Telling someone they are wrong in matters they themselves cannot prove does not confirm their rightness. Karl Popper, the philosopher accused Theism of being "worse than an open admission of failure, for it created the impression that an ultimate explanation had been reached." Now (some strands of) Atheism offer the same ultimate explanation, mostly through the works of Charles Darwin and his theory of evolution.
The current scientific paradigm that prevails today is that this evolutionary process is the explanation for humanity's current form. However, a scientist would also concede the point that Darwin's theory could one day be invalidated by a superior conjecture and hypothesis as our technology grows. So even Darwin's theory has a very high probability of being true-to-fact and true-to-observation, but cannot be deemed 100% correct.

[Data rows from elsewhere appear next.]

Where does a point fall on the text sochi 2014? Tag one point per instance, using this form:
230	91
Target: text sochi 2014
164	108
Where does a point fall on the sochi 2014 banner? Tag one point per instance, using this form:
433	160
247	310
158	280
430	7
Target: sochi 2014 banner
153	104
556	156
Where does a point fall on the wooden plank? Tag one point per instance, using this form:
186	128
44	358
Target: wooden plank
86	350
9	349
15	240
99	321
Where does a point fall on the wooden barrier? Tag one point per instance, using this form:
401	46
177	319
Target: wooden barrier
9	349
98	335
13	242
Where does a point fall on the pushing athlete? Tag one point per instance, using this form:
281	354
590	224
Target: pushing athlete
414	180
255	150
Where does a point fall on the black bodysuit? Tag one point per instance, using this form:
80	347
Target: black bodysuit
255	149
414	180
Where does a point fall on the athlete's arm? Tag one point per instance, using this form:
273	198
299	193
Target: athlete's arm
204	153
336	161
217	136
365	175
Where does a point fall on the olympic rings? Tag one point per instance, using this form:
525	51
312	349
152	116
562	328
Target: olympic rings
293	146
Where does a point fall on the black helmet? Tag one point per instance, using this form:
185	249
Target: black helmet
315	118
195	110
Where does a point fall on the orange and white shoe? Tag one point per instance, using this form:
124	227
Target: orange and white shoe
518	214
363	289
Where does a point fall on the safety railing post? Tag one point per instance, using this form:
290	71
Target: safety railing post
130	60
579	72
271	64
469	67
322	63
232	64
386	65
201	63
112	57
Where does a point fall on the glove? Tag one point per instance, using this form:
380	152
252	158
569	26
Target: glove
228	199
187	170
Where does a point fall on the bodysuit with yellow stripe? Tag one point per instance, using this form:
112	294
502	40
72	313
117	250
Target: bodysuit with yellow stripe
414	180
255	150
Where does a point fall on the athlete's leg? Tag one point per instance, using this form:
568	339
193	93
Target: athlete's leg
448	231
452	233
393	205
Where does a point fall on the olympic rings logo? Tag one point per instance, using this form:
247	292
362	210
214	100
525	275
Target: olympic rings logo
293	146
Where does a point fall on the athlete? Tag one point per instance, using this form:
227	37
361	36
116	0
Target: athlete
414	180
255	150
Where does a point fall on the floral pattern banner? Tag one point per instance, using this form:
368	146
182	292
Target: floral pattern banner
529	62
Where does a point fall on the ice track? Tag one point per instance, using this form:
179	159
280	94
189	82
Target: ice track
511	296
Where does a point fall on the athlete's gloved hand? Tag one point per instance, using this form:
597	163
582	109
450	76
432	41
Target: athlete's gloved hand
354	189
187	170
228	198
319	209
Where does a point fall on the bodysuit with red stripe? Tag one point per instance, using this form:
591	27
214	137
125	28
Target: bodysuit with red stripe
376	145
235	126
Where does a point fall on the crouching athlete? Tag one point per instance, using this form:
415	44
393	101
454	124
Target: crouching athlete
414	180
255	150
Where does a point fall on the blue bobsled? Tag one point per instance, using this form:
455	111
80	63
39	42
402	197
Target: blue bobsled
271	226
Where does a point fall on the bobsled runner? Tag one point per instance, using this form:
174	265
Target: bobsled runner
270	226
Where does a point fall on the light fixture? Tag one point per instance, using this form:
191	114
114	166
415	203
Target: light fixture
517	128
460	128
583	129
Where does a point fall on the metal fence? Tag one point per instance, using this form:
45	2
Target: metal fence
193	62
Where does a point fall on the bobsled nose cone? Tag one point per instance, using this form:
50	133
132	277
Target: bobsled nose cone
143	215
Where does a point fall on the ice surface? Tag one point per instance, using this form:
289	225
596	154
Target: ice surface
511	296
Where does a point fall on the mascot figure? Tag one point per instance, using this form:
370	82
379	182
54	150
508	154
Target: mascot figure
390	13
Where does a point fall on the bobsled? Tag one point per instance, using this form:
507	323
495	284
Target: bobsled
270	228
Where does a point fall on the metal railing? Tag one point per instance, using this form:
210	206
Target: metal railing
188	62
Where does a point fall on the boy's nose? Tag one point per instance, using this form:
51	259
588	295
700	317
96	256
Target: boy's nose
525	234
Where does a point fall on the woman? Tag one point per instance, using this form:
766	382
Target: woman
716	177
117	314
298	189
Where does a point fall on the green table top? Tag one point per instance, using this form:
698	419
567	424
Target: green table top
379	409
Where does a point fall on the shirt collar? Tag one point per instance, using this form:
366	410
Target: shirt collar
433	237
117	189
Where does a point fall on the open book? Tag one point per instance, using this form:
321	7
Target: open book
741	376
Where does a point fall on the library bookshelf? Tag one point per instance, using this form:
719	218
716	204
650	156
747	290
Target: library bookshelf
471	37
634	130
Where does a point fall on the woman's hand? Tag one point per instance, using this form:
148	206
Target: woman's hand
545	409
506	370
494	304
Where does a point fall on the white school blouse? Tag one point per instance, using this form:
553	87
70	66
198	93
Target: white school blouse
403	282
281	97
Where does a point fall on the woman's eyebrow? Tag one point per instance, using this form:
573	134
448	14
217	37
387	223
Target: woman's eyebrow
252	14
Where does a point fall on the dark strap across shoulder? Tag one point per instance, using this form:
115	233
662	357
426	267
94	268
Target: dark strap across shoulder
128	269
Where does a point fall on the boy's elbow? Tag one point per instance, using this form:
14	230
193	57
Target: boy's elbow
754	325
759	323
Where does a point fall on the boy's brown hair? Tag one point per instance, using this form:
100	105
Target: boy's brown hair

Of course, the virtue of being content in verisimilitude is that it relieves a lot of mental pressure on being totally "right" all the time. One can sit back and explore his own universe and marvel at its complexity. Then again, you could tell me I'm full of shit - and that's fair enough too!
2 comments:
There are some points we could argue about, and I think your initial definition of science (that is, that science is a results defined endeavor and therefore social sciences are not anymore science than a deep reading of literature) is a tad flawed (and positivistic). But I think that fundamentally that uncertainty doesn't make a person less of an atheist. Just because you admit the question isn't answerable doesn't mean that you believe in God. In fact, you go so far as to say that you don't believe in God. God's existence is highly unlikely and while you can't disprove it, you don't believe it. In that sense you are not an agnostic, but an atheist.
In any case, I think you're definitely right about the uncertainty involved in these debates and it's why I don't actually hold such debates with believers. It's unwinable and pointless.
I think the idiom "expect to be misunderstood and expect to misunderstand" is pertinent here. I use the term Atheist as one who disputes, actively and definitively, the existence of a God. I agree that a self-identifying atheist can not believe in a God and still be skeptical of that non-existence. For all intents and purposes, using the current parlance, we are both "atheists" although I do not entirely identify as one personally.